Mr Ferguson told The Australian that, if asked under oath, he would provide information including details revealed to him recently by a former Melbourne builder, Kon Spyridis, payments to whom have been part of an ongoing investigation by Victoria Police’s Fraud Squad into hundreds of thousands of dollars that flowed in and out of the slush fund.

Mr Ferguson, who was head of the ACTU when the slush fund was operating without his knowledge, said: “I am disturbed by the accounts of the slush fund in question and the involvement in it of both union and employer representatives.

“I’m concerned about the ­operation of that fund — the way it was operated — and the people from the union and business who were connected to it. It is fair to say that I have taken more of an interest in it in recent years. When the issues arose again (in 2012), I went and double-checked dates to check on certain things, including what positions I held at the time. It is not a question of whether I welcome the royal commission or not. There is an absolute obligation on the union movement to clean up its house. There is an obligation on the unions to put their house in order.’’

Mr Ferguson said Mr Spyridis, a constituent in the parliamentarian’s Melbourne electorate of Batman until his retirement at the last election, had recently disclosed information about the work he had performed for the AWU and Ms Gillard. There is no allegation of wrongdoing by Mr Spyridis.

“He came to my office for help on a migration matter because I was the local member,’’ Mr Ferguson said.

“He did raise with me the question of his previous involvement with the AWU and he indicated to me that he was being upfront about it, having done work on the AWU’s offices and some private work (at Ms Gillard’s house).

“I am not prepared to go into these details now. They are his interpretation of events. I would take seriously my obligations to talk to the inquiry if asked. I have absolute confidence in the integrity of the royal commissioner.’’

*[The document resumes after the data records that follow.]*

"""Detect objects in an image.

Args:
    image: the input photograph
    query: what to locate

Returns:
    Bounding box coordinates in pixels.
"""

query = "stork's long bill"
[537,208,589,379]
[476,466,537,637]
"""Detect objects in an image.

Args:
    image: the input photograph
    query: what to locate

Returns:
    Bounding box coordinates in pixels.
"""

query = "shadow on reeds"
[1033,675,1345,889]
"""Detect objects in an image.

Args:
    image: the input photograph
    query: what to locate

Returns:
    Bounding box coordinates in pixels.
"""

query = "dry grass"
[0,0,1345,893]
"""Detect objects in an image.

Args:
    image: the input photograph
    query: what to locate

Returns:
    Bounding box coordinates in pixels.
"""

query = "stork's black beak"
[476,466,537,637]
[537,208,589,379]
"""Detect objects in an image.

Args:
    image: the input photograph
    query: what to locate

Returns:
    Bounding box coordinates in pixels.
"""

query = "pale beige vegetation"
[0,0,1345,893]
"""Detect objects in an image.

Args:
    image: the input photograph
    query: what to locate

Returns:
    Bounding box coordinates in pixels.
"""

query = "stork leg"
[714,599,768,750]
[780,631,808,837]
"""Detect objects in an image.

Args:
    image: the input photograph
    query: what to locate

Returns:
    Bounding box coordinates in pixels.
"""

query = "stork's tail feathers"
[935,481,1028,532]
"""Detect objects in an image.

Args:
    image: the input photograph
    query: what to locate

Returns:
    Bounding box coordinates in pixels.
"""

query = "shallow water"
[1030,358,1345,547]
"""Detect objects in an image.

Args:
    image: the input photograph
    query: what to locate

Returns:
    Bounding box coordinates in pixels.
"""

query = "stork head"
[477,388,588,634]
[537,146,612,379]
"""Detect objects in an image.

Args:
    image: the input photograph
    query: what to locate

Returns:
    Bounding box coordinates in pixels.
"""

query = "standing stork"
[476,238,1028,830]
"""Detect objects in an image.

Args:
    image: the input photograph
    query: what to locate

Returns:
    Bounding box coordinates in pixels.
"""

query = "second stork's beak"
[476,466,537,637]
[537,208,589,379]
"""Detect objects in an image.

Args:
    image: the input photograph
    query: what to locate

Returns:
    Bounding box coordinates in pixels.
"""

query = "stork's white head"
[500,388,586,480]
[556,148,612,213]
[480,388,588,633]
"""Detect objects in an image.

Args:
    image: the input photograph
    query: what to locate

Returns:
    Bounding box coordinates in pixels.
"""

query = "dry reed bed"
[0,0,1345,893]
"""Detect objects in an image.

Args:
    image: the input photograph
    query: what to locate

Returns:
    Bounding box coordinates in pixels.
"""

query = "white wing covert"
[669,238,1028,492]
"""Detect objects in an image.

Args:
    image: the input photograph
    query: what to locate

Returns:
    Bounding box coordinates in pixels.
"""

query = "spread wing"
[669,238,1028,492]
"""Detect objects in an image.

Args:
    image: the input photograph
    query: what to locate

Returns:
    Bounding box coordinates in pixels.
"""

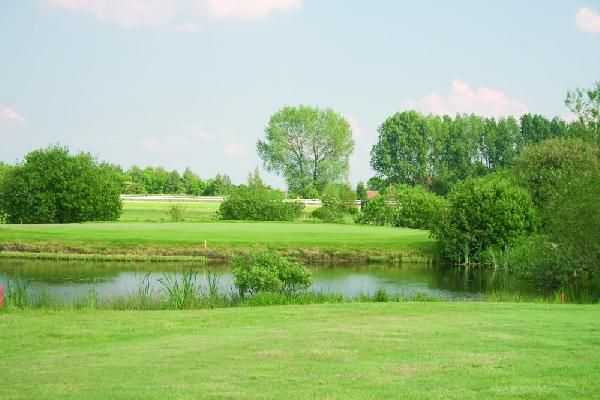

Ms Gillard has told journalists she paid for the renovations. However, in a tape-recorded 1995 interview during an internal investigation by her then employer, law firm Slater & Gordon, she said she could not rule out whether union money or slush fund money went into the cottage, saying “but I can’t see how it’s happened’’.

She added that “a series of tradespeople came in and did the renovation’’ on the instructions of AWU organiser Jim Collins.

Her former legal client, Mr Blewitt, a self-confessed corrupt union bagman, has told Victoria Police that he was directed by Mr Wilson to use slush fund cash to pay for renovations at her home.

Bank records indicate that Mr Spyridis received bank cheques from at least one of the slush funds controlled by Mr Wilson. Mr Spyridis has previously said: “I get my money and that’s it.’’

I was with a lawyer in Melbourne in November 2012 and we both happened to see Mr Ferguson walking towards us - it was the day that Ralph Blewitt made his statement to Victoria Police and the issue of Julia Gillard's involvement in The AWU Scandal was very prominent in the news.   I've been sent this video that an onlooker took - small world huh!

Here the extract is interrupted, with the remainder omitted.